Beat The Champ - The Mountain Goats

This one is personal. If I had my own band or wrote/performed my own songs this is what I would sound like, this is what I would be writing about (maybe add in some Strat-O-Matic songs). John Darnielle created the Mountain Goats concept first as an expression of himself but now it's evolved into a full band. Darnielle writes about many interesting and obtuse subjects often autobiographical. He's made albums about his experiences growing up in an abusive/neglectful home and his adolescent survival (The Sunset Tree-2005),  an album I consider a master class in the use of dissociation and fantasy as survival skills for teenage boys. Now he has written an ode to 1970's Texas circuit wrestling. Of course this is deeper than just wrestling, though many of the characters (Chavo Guerrero and King Kong Brody) are real but this is using wrestling also as a metaphor about life-death and basically being in uncomfortable life places. As silly as wrestling is, I look at the world we live and this vast need to escape and of all things wrestling holds up pretty well. Wrestling isn't subtle, the characters are broad and good/evil are clearly marked. For a large % of the population this is a pretty harmless place to hide for a few hours and have something -even if fake represent a world that is clear where someone can represent YOU and maybe even win,
 "I need justice in my life, here it comes", " You let me down but Chavo never did".  Then you can go back into a world that will not play fair and screw you every day but no one is left to actually represent you. It's simple but it needs to be for some. Think about the Republican debates- c'mon isn't WWE truer and better skilled, what someone could do with a foreign object in those debates.

The Legend of Chavo Guerrero


Foreign Object


Darnielle is also a writer and published Wolf In White Van last year which won a major book award. 

Wolf in White Van is the first novel by the American author and singer-songwriter John DarnielleWolf in White Van tells the story of Sean Phillips, a reclusive game designer whose face has been severely disfigured.
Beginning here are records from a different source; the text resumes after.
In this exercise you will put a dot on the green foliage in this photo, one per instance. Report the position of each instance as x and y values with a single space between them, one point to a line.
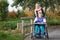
3 9
9 36
53 21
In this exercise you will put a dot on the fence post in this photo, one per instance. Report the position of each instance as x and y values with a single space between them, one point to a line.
22 26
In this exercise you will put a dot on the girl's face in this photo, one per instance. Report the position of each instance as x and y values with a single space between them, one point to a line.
40 14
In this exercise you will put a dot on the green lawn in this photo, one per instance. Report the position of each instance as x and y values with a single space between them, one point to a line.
9 36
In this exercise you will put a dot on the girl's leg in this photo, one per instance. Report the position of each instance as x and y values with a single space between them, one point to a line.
42 29
36 30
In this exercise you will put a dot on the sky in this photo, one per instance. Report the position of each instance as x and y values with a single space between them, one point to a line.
10 8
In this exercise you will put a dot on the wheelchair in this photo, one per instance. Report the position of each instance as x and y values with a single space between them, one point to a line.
38 35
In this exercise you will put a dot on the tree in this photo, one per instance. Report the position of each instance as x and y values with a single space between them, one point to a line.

One reviewer characterizes Sean as someone "steeped in video games, bad sci-fi movies, and Conan the Barbarian comic books". The plot, which is told non-chronologically, alternates between Sean's childhood, adolescence, and adulthood to describe the circumstances surrounding the incident that disfigured him. A fictional play-by-mail role-playing game called Trace Italian figures prominently in the novel. The play by mail feature especially struck a note reflecting a 70's thing for those of us who partook. I am reading the book currently and see a lot of the same themes as his music.

Here's a video which gives some more insights into Darnielle as he talks about "Stabbed to Death Outside San Juan" This may not make anyone else's top 10 20 30 whatever but I really connect with his music and it scares me that I hear character thoughts that feels like deja vu. The Sunset Tree is in my opinion the best capture of child abuse dynamics I've experienced and many of his songs-reflections are quite funny because the truth often is in reflection.